- Born: 1944 (age 80–81) Toronto, Ontario, Canada
- Occupation: broadcaster

= Prior Smith =

Canadian broadcaster (born 1944)

Prior Smith (born 1944) is a retired Canadian broadcaster who owned and operated the network radio program Canada Calling and, for 35 years, produced the Canadian syndicated radio show "Grapeline".

==Broadcasting career==

Born in Toronto, Ontario, Smith began his career in radio broadcasting with brief stints as a news reporter/announcer at CKLY-Lindsay, Ontario, (1966) CHYR Leamington/Windsor, Ontario (1967) and CJSS Cornwall, Ontario (1968) before moving to CJAD Montreal, Quebec in 1968. After one year at CJAD he moved to the legendary CFRB in Toronto in 1969. He worked as a general assignment news reporter/newscaster for the next 18 years.

While working in news at CFRB, Smith branched into radio network syndication creating and distributing a number of national radio programs, the most prominent of which was Grapeline featuring hockey commentator Don Cherry and sports broadcaster Brian Williams. The program, the longest running nationally syndicated radio show in Canadian history, started in the fall of 1984 and concluded in the spring of 2019.

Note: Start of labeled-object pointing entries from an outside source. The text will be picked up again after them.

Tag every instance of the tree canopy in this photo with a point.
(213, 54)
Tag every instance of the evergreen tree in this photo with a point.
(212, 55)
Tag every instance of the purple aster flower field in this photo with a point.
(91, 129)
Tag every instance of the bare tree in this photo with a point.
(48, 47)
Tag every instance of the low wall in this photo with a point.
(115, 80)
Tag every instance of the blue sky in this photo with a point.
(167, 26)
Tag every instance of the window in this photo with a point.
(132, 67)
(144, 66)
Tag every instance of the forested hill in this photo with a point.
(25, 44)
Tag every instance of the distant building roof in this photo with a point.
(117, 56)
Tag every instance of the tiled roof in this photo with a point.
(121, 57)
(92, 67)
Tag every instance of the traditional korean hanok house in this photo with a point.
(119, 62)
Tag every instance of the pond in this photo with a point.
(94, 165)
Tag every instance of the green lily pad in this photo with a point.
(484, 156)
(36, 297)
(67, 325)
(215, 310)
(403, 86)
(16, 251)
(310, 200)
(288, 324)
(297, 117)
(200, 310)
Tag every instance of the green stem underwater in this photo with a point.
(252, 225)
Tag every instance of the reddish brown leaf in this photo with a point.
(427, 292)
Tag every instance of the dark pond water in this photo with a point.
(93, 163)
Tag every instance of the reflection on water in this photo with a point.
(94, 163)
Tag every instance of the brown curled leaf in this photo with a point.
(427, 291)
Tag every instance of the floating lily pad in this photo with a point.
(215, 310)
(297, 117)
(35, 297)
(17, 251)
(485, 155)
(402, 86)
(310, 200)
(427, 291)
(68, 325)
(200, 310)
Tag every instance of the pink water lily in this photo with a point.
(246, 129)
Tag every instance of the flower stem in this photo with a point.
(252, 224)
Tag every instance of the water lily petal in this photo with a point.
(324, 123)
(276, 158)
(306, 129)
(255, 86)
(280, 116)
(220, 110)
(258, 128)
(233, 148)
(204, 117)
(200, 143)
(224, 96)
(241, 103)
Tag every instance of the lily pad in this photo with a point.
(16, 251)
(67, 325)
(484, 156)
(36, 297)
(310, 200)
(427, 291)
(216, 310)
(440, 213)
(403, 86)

Also during his time at CFRB, Smith created a syndicated radio news program to serve traveling and vacationing Canadians across the southern United States.

==Canada Calling==
Canada Calling was a daily radio newscast prepared in southern Ontario throughout the winter months. It was available on demand online at http://www.canadacalling.com and syndicated to a network of radio stations across the U.S. Sunbelt and the Bahamas, which served the more than three million Canadian vacationers who travel south each winter.

The original program was created by CBC sports and news announcer Dave Price. It was launched January 4, 1954 on stations in Miami Beach and Tampa.

Price would retire in the mid-1970s, selling the operations to Canadian broadcast executive Finlay MacDonald.

In 1977, Smith formed his own network and his coverage of the market quickly expanded to include all of Florida, The Bahamas, Arizona, southern California and south Texas. For a brief period the two networks competed for audience before Price's original service ceased operations. Smith never missed a day hosting the daily newscast for the past 48 years and carried on the Canada Calling tradition through 2025, its 71st winter broadcast season.

Canada Calling's decades on air throughout Florida was honored by the Florida Association of Broadcasters at its annual convention in Miami Beach June 26, 2013 with Prior Smith in attendance representing the longest running radio show in Florida history.